Home > Out of gas in Iraq
By Beth Potter
Baghdad, Iraq - Sweat streams down Qusay Yahiya’s well-tanned face as he complains about the hour it has taken to make it to the front of the line at the gas station to fill his blue Kia station wagon.
"This is caused by the Americans," Yahiya, 34, who makes about $4 per day as a taxi driver, said, waving his hand at the line of cars stretching down the street. "I waited for such a long time to fill up my tank when my country is rich in oil. Is this freedom?"
Lines more than a mile long continue to form at the mostly government-run gas pumps around Iraq, despite stepped up imports — an 10 million additional liters of gas per day that is costing the Iraqi government up to $150 million per month.
Now, an oil ministry official says he knows what is causing the lines. Halliburton subsidiary Kellogg Brown and Root buys gas illegally from the stations to fulfill its contract with the U.S. military, creating huge market shortages, the official said, declining to be named.
"KBR knows they are receiving stolen goods. They buy it from Iraqi truckers. It is stolen through the local gas stations," said the oil official. "We end up importing it twice and three times."
Megan Mason, a KBR spokeswoman in Baghdad, strongly denied the charge.
KBR buys a small amount of gas locally, she admitted. Kuwait companies supply virtually all of the U.S. military’s fuel needs in Iraq, however, and their trucks are sealed to prevent funny business, Mason said.
KBR is currently under investigation in the United States for allegedly over-charging the U.S. government $61 million for gas for consumers in Iraq last year, according to press reports.
"KBR does purchase a minimal amount of fuel off the local Iraqi economy for use at one of their sites," Mason said. "This fuel is used to run auxiliary lights and an auxiliary generator at the facility."
Lt. Col. Mark Snyder, a spokesman for the U.S. Army Corps of Engineers working on oil reconstruction projects in Iraq, explained how KBR might get more gas from the local market than it knows about.
"There are several layers of subcontractors, so it is possible, say, that a Turkish driver to a company that is a subcontractor to KBR would do this," Snyder said. "But there is no way there’s a conspiracy or a concerted effort on the part of KBR to make that happen."

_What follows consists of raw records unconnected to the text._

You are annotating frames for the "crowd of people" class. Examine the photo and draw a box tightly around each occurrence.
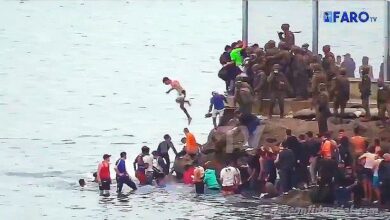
[87,24,390,209]
[93,128,200,195]
[164,125,390,205]
[218,24,390,132]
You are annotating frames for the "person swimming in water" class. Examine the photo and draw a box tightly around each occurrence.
[163,77,192,124]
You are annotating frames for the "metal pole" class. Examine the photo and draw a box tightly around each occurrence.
[312,0,318,54]
[242,0,249,47]
[383,0,390,80]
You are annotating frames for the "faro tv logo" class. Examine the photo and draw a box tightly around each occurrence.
[324,11,377,23]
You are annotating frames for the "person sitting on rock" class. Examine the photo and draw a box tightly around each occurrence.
[231,112,264,148]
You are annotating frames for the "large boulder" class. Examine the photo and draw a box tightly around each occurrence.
[174,117,390,176]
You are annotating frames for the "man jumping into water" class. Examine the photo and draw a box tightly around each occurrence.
[163,77,192,124]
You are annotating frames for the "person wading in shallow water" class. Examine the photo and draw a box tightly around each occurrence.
[96,154,111,196]
[163,77,192,124]
[114,152,137,194]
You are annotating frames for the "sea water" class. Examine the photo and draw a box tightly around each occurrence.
[0,0,386,220]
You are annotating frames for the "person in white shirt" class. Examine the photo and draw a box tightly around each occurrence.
[372,152,383,204]
[142,146,153,185]
[359,56,374,79]
[220,161,241,195]
[359,147,376,202]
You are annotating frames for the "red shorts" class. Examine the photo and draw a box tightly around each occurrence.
[135,171,147,185]
[222,185,237,192]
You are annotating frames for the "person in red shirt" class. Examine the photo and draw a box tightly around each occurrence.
[163,77,192,124]
[322,45,336,64]
[184,128,199,158]
[96,154,111,196]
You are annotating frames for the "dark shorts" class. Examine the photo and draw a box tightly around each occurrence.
[363,168,374,182]
[99,180,111,190]
[195,182,204,194]
[222,185,237,192]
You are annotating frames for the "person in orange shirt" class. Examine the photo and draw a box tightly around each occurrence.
[184,128,199,158]
[351,127,367,161]
[321,132,335,159]
[193,166,204,194]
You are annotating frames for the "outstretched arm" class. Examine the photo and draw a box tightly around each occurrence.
[133,158,137,171]
[166,88,174,94]
[209,103,213,113]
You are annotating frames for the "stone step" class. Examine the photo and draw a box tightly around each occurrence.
[227,96,377,115]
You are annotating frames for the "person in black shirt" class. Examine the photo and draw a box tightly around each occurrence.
[232,111,264,148]
[283,129,303,187]
[157,134,177,175]
[275,146,296,195]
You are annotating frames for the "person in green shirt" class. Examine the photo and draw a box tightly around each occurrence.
[230,42,244,66]
[203,161,221,190]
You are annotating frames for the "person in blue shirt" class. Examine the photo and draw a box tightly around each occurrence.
[114,152,137,194]
[232,110,265,148]
[208,91,227,128]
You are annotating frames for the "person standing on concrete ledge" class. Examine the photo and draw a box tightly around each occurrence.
[359,66,372,121]
[316,83,331,134]
[232,111,264,148]
[209,91,227,129]
[267,64,290,118]
[332,68,349,120]
[377,80,390,126]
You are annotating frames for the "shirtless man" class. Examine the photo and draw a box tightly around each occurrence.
[163,77,192,124]
[278,24,295,48]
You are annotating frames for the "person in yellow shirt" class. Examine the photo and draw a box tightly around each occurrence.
[184,128,199,158]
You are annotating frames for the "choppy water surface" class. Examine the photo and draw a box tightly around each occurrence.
[0,0,388,219]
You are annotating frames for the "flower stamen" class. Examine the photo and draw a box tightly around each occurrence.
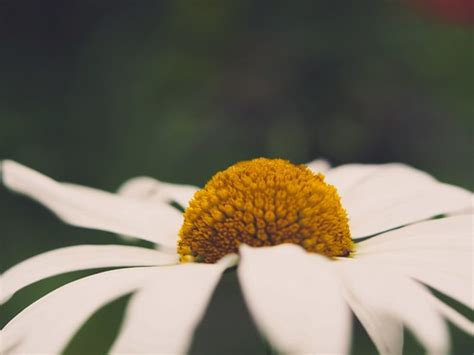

Iraq’s "culture of bribes, theft and corruption" contributes to the likelihood that gas will continue to be smuggled or stolen from gas stations, Snyder said. Sealing the trucks protects KBR, he said.
"A seal would be to make sure there’s quality, so they don’t sell some of the gasoline or dilute it," Snyder said. "There’s a problem with some truck drivers siphoning off some of the gas. There are systems being put in place to make sure that can’t happen anymore."
The 10 million liters in additional daily imports used to be paid for through an $18.4 billion supplemental bill approved by the U.S. Congress in November to reconstruct Iraq, Snyder said. Development Fund for Iraq, or DFI, money now pays for the imports, an estimated $13 billion left
over from former oil-for-food program funds. During the more than 10 years Iraq was under international sanctions, the United Nations oil-for-food program brought food and humanitarian goods into the country.
Iraq was never able to refine even 50 percent of what consumers needed, Snyder said, even before a U.S.-led invasion in the spring of 2003 ousted former president Saddam Hussein. With an estimated 500,000 new cars in the country and oil trucks getting hijacked on the roads, even the rumor of a gas shortage can turn into a self-fulfilling prophecy, Snyder said.
Gas smuggling and theft will continue as long as it is subsidized at such a cheap rate — less than 10 cents per liter, Snyder said. Saddam set the price, which is less than it costs even to refine the crude oil into fuel, Snyder said. Iraq pays more than 40 cents per liter to import the fuel, losing millions of dollars monthly to the subsidy, minister of oil Thameer Ghadhban has said. (UPI)
http://www.washtimes.com/upi-breaking/20040806-062223-6930r.htm
Forum posts
7 August 2004, 11:31
The Iraqi gasoline is sold at 10 cents per liter. We have 3.7 liters per US gallon. This gives a price of $0.37 per gallon in Iraq. For average Iraqi worker who makes $100 a month, with American worker performing the same activities of the Iraqi worker earns at least $3,000.00 per month gross before tax. The price of gasoline in the US would be $3000/$100 x $0.37 = $11.10 . The current price of gas in California is around $2.00 per gallon. Of course Iraqis complain!